Scientists from the Princeton University, US, and the Institute of Geodesy and Geophysics in China have discovered gigantic mountains in the Earth’s mantle. This discovery reported in February 2019 could change our understanding about the formation of the planet. The study was published in the journal Science.
earth is generally classified into three main layers: (a) crust—the outermost layer of the earth, (b) mantle—which lies between the crust and the core, and is divided into upper and lower mantle, and (c) core—the deepest zone of the earth which is again divided into the outer and inner core. According to the new discovery, there are several other layers that scientists have identified within the Earth.
Scientists used data from an enormous 8.2 magnitude earthquake which shook Bolivia in 1994, as earthquake waves travel in all directions and can travel through the core to the other side of the planet. The technology is based on the waves basic property of being able to bend and bounce. The earthquake waves travel straight through homogenous rocks but reflect or refract when they encounter any boundary or roughness. All objects have surface roughness and, therefore, scatter light, and the scattering waves carry the information about the surface’s roughness. Scientists made use of computer simulations to understand the complicated behaviour of scattering waves in the depth of the Earth.
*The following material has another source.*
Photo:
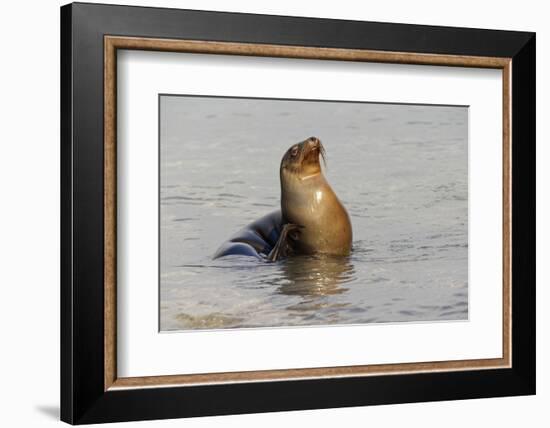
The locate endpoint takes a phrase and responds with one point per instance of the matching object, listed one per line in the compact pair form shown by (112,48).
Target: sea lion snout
(313,142)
Using this process, scientists found mountains and other topography on a layer located 660 km straight down which separates the upper and lower mantle. Without giving a formal name to this layer, they called it ‘the 660-km boundary’. The boundary is rougher than Earth’s surface layer. Scientists also examined a layer 410 km down at the top of the mid-mantle ‘transition zone’, but the surface there was not similarly rough. However, the scientists couldn’t determine the height of these mountains, but they predict that these mountains could be bigger than anything on the surface of the Earth.